El infarto de retina comparte los mismos factores de riesgo que los accidentes cerebrovasculares más graves; sin embargo, solo un tercio de estos pacientes con presión arterial y colesterol altos, diabetes o fibrilación auricular se somete a las evaluaciones básicas tras sufrir un infarto de retina, y menos de uno de cada 10 acude a un neurólogo. Con estos datos, los investigadores de Centro Médico Weill Cornell defienden la necesidad de trabajar junto a los oftalmólogos para atender los infartos de retina como cualquier otro accidente cerebrovascular.

Para llegar a esta conclusión, el neurólogo Alexander Merkler y su equipo analizaron los datos de 5.688 pacientes con infarto de retina cuyos síntomas abarcaban desde visión borrosa a daño tisular y pérdida de la visión. De todos los sujetos, solo el 34% fue sometido a un examen por imágenes de ultrasonido de las arterias carótidas; además, las pruebas de ritmo cardiaco se realizaron únicamente sobre el 28,6% de los pacientes que habían sufrido infarto de retina.

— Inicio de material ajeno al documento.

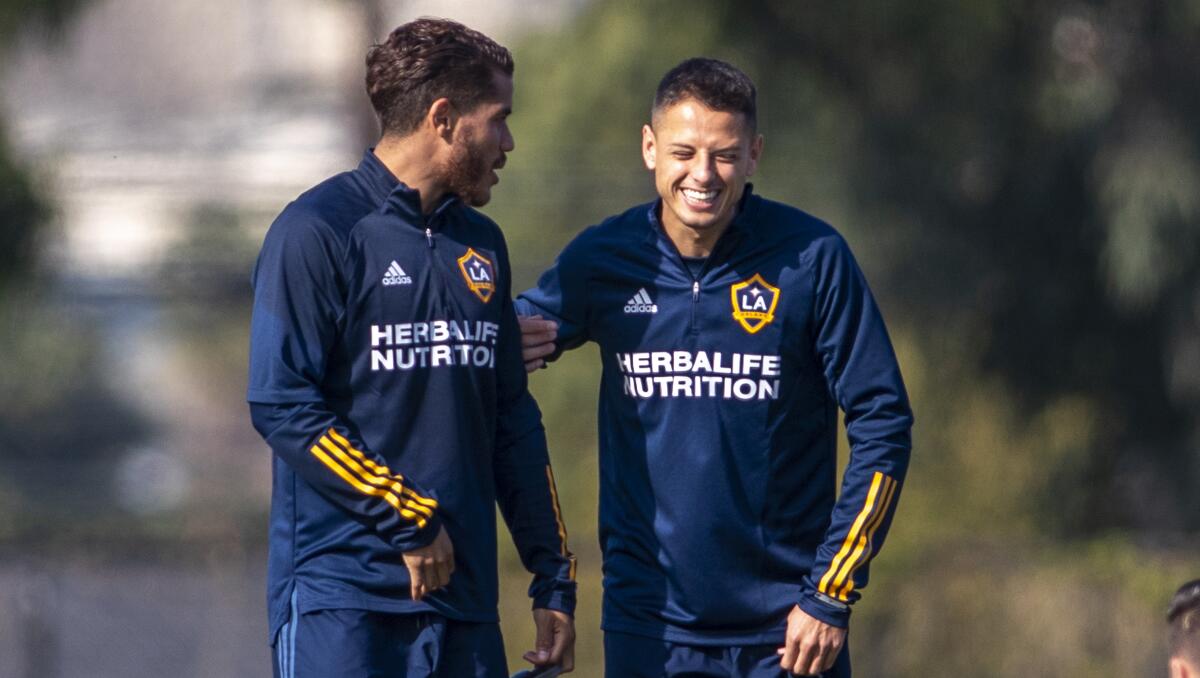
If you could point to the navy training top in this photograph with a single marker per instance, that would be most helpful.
(385, 373)
(719, 419)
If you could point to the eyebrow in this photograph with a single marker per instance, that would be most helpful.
(678, 145)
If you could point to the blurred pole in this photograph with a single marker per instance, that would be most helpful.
(39, 637)
(373, 30)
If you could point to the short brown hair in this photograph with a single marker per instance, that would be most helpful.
(718, 84)
(429, 59)
(1183, 616)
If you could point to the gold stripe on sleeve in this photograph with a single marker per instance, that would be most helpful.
(865, 549)
(381, 469)
(366, 489)
(558, 519)
(852, 535)
(390, 484)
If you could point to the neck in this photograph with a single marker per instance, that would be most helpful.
(408, 161)
(693, 241)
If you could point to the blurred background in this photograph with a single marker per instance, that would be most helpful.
(1020, 183)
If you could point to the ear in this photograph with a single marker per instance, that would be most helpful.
(442, 118)
(755, 154)
(648, 148)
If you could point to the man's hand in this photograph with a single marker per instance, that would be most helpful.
(811, 646)
(430, 567)
(556, 640)
(537, 340)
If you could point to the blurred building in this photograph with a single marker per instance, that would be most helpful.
(166, 137)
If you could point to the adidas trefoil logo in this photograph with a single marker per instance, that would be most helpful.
(396, 275)
(641, 303)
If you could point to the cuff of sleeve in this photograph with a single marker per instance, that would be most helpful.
(413, 539)
(825, 609)
(561, 598)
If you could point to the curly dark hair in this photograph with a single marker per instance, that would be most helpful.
(429, 59)
(1183, 616)
(717, 84)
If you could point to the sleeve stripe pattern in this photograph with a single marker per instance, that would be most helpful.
(558, 519)
(838, 581)
(390, 487)
(382, 469)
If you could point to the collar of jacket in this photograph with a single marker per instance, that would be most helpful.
(743, 225)
(400, 199)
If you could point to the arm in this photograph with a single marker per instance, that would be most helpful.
(553, 315)
(528, 498)
(864, 377)
(298, 306)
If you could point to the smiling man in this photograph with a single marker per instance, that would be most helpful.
(731, 329)
(385, 375)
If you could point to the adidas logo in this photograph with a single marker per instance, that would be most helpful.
(396, 275)
(641, 303)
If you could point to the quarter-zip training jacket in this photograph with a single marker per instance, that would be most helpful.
(719, 419)
(385, 375)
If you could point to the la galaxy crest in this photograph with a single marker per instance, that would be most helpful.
(479, 274)
(754, 303)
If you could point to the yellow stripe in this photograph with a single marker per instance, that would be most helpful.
(558, 519)
(382, 469)
(366, 489)
(852, 535)
(385, 483)
(865, 545)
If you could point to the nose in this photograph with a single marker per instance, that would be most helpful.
(507, 142)
(702, 168)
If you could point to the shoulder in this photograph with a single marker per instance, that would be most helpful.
(327, 211)
(480, 221)
(791, 229)
(612, 235)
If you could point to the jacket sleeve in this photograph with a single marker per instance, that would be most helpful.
(863, 376)
(298, 310)
(525, 483)
(561, 295)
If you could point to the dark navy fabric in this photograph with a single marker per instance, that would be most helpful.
(629, 655)
(718, 421)
(357, 643)
(385, 373)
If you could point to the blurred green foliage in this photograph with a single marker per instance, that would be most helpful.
(1019, 181)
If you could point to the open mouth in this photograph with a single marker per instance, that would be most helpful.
(700, 199)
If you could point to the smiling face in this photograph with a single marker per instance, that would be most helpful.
(481, 141)
(701, 160)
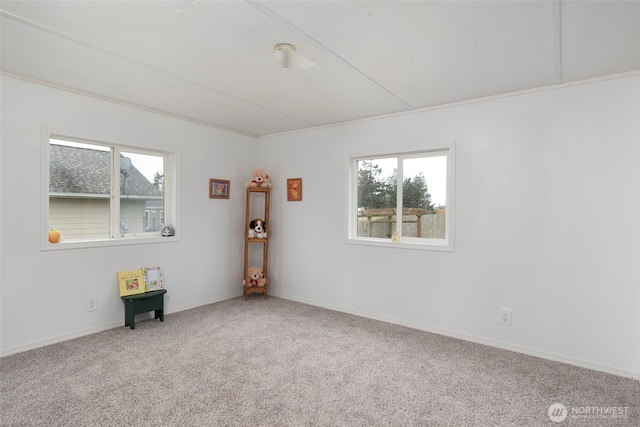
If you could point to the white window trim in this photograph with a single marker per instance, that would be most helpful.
(172, 196)
(443, 245)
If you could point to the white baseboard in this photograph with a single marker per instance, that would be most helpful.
(472, 338)
(90, 331)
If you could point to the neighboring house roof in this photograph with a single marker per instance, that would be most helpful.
(75, 171)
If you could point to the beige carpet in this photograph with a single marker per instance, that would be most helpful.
(279, 363)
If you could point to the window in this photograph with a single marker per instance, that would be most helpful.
(402, 199)
(99, 193)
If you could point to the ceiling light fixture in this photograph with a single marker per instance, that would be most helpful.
(289, 59)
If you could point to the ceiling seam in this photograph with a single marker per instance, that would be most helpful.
(141, 63)
(293, 28)
(556, 41)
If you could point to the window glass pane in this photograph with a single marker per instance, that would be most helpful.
(141, 193)
(79, 184)
(424, 197)
(376, 202)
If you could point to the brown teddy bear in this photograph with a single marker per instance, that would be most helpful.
(256, 277)
(260, 179)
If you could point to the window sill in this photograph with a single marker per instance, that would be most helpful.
(46, 246)
(432, 245)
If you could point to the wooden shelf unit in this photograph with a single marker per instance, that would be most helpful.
(252, 193)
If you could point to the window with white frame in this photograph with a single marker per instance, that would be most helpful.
(96, 192)
(402, 199)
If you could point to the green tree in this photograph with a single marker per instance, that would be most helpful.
(372, 189)
(415, 193)
(158, 181)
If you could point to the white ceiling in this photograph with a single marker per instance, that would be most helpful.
(211, 61)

Así mismo, tan solo el 23,3% se sometió a una ecocardiografía; y solo el 8,4% fue visto por un neurólogo. En los 90 días posteriores al infarto de retina, el 1% de estos pacientes sufrió otro accidente cerebrovascular isquémico. “Tenemos que mejorar en la evaluación de los pacientes con infarto de retina y asegurarnos de que reciben las mismas pruebas que cualquier persona con un accidente cerebrovascular en el cerebro”, defiende Merkler quien, para ello, considera esencial el trabajo conjunto con oftalmólogos.